The Decameron
The Decameron is a classic work of Italian literature, written c.1350-53 by Giovanni Boccaccio.
In the midst of The Black Death, ten wealthy Florentines decamp to the countryside with their retinue, and pass their days in storytelling, an attempt to reclaim a world that everywhere is dying.
Over the course of ten days, the three men and seven women tell a hundred stories, full of generous aristocrats, clever tricks, toilet humor, lustful women, wicked churchmen and lots of illicit sex. Boccaccio himself steps out of the shadows twice (once in the introduction to the fourth day, once in the epilogue) to deliver impassioned, hilarious, self-deprecating, and (in the case of the epilogue) incredibly obscene defenses of his work.
Famous stories include:
- Day 1, story 1: Ciapelletto, a notoriously wicked Amoral Attorney and scoundrel (he's a murder, forger, perjurer and Depraved Bisexual among many other things) on business to a region he is unknown in and falls terminally ill. His slightly less evil companions bring a monk from a nearby convent to confess him and give him last rites. Ciappelletto proceeds to tell him the most ridiculous lies about his life and how holy he's been the whole time, while pretending to cringe over venial sins. He is completely believed by the friar, who preaches a sermon on his life and ends with everyone there believing him a genuine saint and attributing miracles to him.
- Day 1, story 2: A Jew converts to Catholicism after seeing the corruption of Rome, reasoning that if Christianity can still spread even when its hierarchy is so sinful, it has to have something else going for it
- Day 3, story 1: Masetto da Lamporecchio feigns to be dumb to win a seat as gardener in a convent. He ends up having sex with all of the nuns.
- Day 3, story 10: Long considered the most obscene and was censored or removed in translations for a significant period. Might be a codifier of Is That What They Are Calling It Now.[1]

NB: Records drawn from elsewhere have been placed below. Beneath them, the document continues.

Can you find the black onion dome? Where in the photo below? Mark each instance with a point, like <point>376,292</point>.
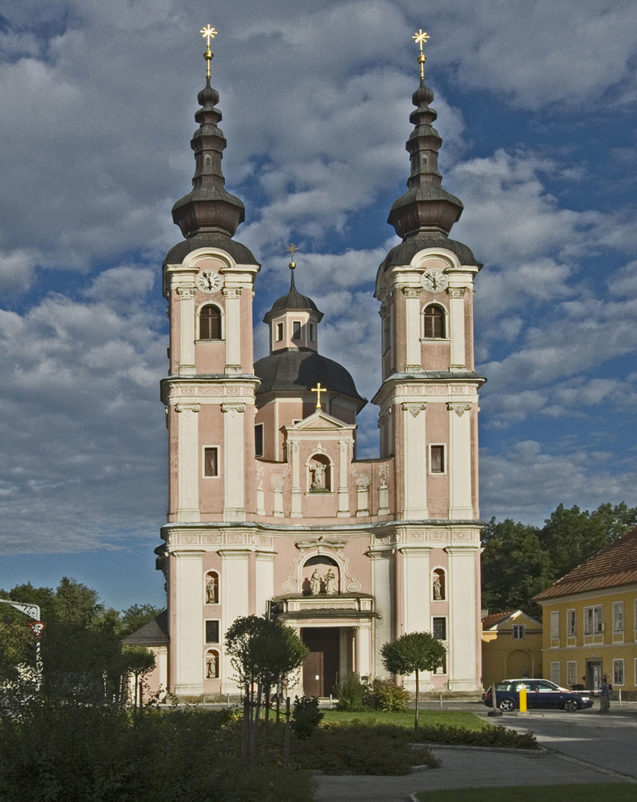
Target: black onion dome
<point>426,205</point>
<point>299,369</point>
<point>293,300</point>
<point>208,207</point>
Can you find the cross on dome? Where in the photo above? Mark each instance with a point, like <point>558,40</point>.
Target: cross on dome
<point>318,390</point>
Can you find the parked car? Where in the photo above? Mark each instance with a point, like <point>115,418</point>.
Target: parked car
<point>540,693</point>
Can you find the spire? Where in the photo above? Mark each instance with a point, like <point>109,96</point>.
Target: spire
<point>208,207</point>
<point>426,206</point>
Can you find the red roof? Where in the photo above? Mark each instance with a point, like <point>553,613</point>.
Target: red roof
<point>614,565</point>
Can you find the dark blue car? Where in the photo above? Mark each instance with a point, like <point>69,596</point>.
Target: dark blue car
<point>540,693</point>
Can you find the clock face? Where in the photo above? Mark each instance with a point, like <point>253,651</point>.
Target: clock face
<point>435,281</point>
<point>209,281</point>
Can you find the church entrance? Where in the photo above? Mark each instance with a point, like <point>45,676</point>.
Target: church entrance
<point>320,669</point>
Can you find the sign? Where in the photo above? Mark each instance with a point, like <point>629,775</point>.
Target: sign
<point>37,628</point>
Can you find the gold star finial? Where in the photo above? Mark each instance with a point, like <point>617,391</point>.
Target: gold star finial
<point>292,250</point>
<point>318,390</point>
<point>208,33</point>
<point>421,37</point>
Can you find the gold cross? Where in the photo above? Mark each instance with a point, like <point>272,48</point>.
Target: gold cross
<point>420,38</point>
<point>291,250</point>
<point>318,390</point>
<point>208,33</point>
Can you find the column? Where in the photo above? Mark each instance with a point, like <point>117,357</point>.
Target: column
<point>263,579</point>
<point>412,329</point>
<point>456,315</point>
<point>415,592</point>
<point>188,633</point>
<point>186,295</point>
<point>233,329</point>
<point>233,460</point>
<point>293,456</point>
<point>383,602</point>
<point>460,464</point>
<point>343,490</point>
<point>414,472</point>
<point>187,462</point>
<point>235,573</point>
<point>464,602</point>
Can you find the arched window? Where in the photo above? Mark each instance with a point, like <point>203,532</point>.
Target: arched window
<point>210,323</point>
<point>435,321</point>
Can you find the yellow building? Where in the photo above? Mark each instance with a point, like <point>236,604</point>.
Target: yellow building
<point>590,620</point>
<point>511,647</point>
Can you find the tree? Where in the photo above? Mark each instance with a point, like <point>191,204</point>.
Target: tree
<point>413,653</point>
<point>135,616</point>
<point>263,653</point>
<point>514,566</point>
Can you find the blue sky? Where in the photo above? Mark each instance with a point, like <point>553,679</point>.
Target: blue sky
<point>536,105</point>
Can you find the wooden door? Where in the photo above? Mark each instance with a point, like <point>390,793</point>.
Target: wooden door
<point>320,669</point>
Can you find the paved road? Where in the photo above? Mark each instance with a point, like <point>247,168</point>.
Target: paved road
<point>585,748</point>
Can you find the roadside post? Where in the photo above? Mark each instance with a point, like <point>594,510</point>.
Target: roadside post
<point>522,693</point>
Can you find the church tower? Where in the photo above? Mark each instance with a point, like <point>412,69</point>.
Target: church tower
<point>429,404</point>
<point>270,508</point>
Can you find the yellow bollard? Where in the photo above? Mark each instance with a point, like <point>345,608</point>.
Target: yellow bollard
<point>522,693</point>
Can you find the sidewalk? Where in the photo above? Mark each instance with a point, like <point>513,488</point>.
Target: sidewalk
<point>463,767</point>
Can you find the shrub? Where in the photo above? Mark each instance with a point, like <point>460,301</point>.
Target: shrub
<point>489,736</point>
<point>305,716</point>
<point>388,696</point>
<point>353,694</point>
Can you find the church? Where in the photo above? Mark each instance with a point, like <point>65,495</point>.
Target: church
<point>270,511</point>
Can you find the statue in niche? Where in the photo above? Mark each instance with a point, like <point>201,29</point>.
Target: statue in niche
<point>212,667</point>
<point>318,476</point>
<point>211,590</point>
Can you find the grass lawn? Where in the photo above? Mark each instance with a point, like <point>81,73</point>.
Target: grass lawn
<point>618,792</point>
<point>426,718</point>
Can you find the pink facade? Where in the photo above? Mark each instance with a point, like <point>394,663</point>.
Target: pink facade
<point>269,509</point>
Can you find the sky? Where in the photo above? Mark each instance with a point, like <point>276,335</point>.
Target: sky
<point>536,107</point>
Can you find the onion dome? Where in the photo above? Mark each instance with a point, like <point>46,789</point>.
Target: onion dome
<point>294,371</point>
<point>292,301</point>
<point>426,206</point>
<point>208,207</point>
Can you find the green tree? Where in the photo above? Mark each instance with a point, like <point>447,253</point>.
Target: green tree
<point>514,566</point>
<point>135,616</point>
<point>413,653</point>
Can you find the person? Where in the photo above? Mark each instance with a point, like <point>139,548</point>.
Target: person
<point>330,582</point>
<point>315,582</point>
<point>606,690</point>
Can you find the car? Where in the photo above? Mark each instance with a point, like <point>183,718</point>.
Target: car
<point>540,693</point>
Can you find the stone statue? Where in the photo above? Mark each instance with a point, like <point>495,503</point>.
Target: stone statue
<point>330,582</point>
<point>211,590</point>
<point>318,476</point>
<point>212,670</point>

- An Aesop: All the stories end with some kind of lesson. However, some of them fall into other categories:
- Arson, Murder, and Jaywalking: Ciapelletto's List of Transgressions includes blasphemy, sacrilege, inciting violence, and many felonies such as assault, robbery, and murder, but concludes by noting that he's known to use loaded dice.
- Bed Trick: More than once, used in various ways.
- Black Comedy Rape: (Day 3, story 10).
- Blasphemous Boast: (Day 1, story 6).
- Brainless Beauty: Cesca (Day 6, story 8).
- Buried Alive: (Day 3, story 8).
- Corrupt Church: Very frequently referenced.
- Domestic Abuse: It will lead to your wife stop being so stubborn (Day 9, story 9). You where warned about the Family-Unfriendly Aesop.
- Downer Ending: Day 4, although the second tale has a comedic tone and the person who suffers is an Asshole Victim.
- Distinguishing Mark: Teodoro is recognized by a strawberry shaped birth mark (Day 5, story 7).
- Flat Character: The ten storytellers.
- Historical Domain Character: A lot of the people in the stories are historical figures- most of the time, they are merchants/aristocrats who were contemporaries of Boccaccio, but there's also some figures who are well-known today, such as the painter Giotto.
- I Call Him "Mister Happy": "The Devil".
- Insane Troll Logic: Abraham's reasoning for becoming a Christian in Day 1, Story 2.
- In Which a Trope Is Described
- Karma Houdini: In some stories
- Literary Agent Hypothesis
- Lust
- Mummies At the Dinner Table: Messer Gentile even has a child with her lover. She has been reanimated by then, of course (Day 10, story 4).
- National Stereotypes: Several stories note stereotypes associated with various Italian regions. For instance, people from Sienna were supposedly stupid and all Venetians are greedy and corrupt (because Venice was a rival of Boccaccio's city state, Florence).
- Naughty Nuns: In a couple of the stories; also frequent is the Sexy Priest and Dirty Old Monk.
- Out-Gambitted: It happens to some of the characters (e.g., Day 7, story 4).
- Rape Is Love: The sixth tale of the third day.
- Stockholm Syndrome: (Day 2, Story 10).
- Sympathetic Adulterer: Lots of them, generally involving a woman cheating on a much older husband and it often the case that the woman is an Impoverished Patrician and the husband a Nouveau Riche.
- Toilet Humour
- Unusual Euphemism: "Putting the Devil back into Hell".
- Villain with Good Publicity: Ciapelletto
- Villain Protagonist: (Day 1, story 1), (Day 4, story 2), (Day 5, story 1).
- Virginity Makes You Stupid: Alibech (Day 3, story 10).
- ↑ If you must insist: Tunisian girl goes to a nearby Christian monastery because she's heard that the best way of life is to serve God, particularly by sending the Devil back to Hell. Long story short, the monk calls his cock "the Devil" and her pussy "Hell", and he teaches her how to put the Devil back into Hell. She enjoys it so much, she tires the monk out and marries someone who doesn't subsist on limited food.